INSERT INTO users (...) VALUES (...)
ON DUPLICATE KEY UPDATE ...
""", [(user.user_id, user.username, ...) for user in users])
6. Rate Limiting Improvements
Smarter Rate Limiting
class AdaptiveRateLimiter:
def __init__(self):
self.base_delay = 1.0
self.consecutive_429s = 0
async def wait(self):
if self.consecutive_429s > 0:
delay = self.base_delay * (2 ** self.consecutive_429s)

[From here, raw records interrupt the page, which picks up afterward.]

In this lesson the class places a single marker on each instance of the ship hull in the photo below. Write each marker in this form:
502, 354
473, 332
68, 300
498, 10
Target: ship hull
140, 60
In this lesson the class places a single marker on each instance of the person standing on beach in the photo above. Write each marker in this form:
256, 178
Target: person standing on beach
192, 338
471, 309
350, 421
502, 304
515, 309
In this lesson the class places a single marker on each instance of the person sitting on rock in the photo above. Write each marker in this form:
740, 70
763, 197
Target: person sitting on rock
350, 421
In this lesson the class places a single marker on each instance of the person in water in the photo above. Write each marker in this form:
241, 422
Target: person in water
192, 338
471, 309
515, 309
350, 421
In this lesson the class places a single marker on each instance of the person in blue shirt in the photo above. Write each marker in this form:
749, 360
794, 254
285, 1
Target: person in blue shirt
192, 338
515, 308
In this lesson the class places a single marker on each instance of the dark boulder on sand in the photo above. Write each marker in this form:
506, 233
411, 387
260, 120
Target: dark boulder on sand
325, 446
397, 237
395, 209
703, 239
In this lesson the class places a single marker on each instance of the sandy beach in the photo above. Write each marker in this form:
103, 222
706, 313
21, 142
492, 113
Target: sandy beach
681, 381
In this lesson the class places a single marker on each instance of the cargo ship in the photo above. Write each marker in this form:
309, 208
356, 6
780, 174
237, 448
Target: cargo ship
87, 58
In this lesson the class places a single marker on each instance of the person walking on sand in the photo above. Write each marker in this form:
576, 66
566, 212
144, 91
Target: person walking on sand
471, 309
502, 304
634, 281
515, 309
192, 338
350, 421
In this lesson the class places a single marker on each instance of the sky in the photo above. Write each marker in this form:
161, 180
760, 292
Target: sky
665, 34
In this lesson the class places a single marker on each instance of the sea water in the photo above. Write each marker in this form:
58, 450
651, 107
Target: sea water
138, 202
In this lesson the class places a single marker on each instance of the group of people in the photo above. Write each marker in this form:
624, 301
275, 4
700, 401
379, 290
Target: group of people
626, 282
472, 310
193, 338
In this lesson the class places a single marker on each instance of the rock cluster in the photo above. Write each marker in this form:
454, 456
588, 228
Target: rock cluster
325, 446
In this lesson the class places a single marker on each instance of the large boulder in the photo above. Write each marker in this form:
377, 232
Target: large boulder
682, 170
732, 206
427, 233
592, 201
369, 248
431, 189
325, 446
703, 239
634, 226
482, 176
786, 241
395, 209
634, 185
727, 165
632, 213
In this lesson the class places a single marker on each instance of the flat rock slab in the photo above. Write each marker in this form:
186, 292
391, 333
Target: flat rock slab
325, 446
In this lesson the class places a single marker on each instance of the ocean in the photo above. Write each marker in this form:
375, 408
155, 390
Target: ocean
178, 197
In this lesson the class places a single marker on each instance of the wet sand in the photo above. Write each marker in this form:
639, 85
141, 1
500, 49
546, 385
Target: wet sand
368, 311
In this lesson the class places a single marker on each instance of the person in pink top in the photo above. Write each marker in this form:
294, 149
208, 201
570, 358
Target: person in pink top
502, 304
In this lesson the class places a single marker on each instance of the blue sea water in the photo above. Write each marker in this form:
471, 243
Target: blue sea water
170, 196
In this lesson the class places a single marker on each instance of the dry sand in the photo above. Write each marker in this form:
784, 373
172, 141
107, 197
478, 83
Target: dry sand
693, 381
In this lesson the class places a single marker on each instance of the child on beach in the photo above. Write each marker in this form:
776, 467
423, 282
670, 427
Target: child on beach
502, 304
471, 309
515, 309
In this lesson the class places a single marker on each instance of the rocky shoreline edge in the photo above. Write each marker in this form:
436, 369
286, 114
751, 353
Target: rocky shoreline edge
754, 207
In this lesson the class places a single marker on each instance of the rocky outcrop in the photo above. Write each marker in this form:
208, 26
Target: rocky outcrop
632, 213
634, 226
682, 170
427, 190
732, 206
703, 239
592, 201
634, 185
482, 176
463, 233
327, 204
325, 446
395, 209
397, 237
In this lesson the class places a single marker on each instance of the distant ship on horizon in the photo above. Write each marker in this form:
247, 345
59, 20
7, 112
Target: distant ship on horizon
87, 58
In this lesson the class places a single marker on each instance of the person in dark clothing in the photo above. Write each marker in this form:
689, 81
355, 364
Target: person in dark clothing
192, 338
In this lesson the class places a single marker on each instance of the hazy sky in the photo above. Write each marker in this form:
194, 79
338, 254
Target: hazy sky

await asyncio.sleep(min(delay, 60)) # Cap at 60 seconds
else:
await asyncio.sleep(self.base_delay)
Performance Estimates (50k users):
Current Implementation:
- get_all_users(): ~30-60 seconds + 2-4GB RAM
- CLI search: ~10-30 seconds per search
- Database saves: ~5-10x slower due to locking
Optimized Implementation:
- Paginated queries: ~0.1-0.5 seconds per page
- Indexed search: ~0.1-1 second per search
- Connection pool: ~2-3x faster concurrent operations
- Memory usage: ~50-100MB instead of GB
Implementation Priority:
- High Priority: Connection pooling, pagination, indexes
- Medium Priority: Search optimization, batch operations
- Low Priority: Caching, adaptive rate limiting
The optimized version should handle 50k users with reasonable performance (~10x slower than 500 users instead of 100x slower).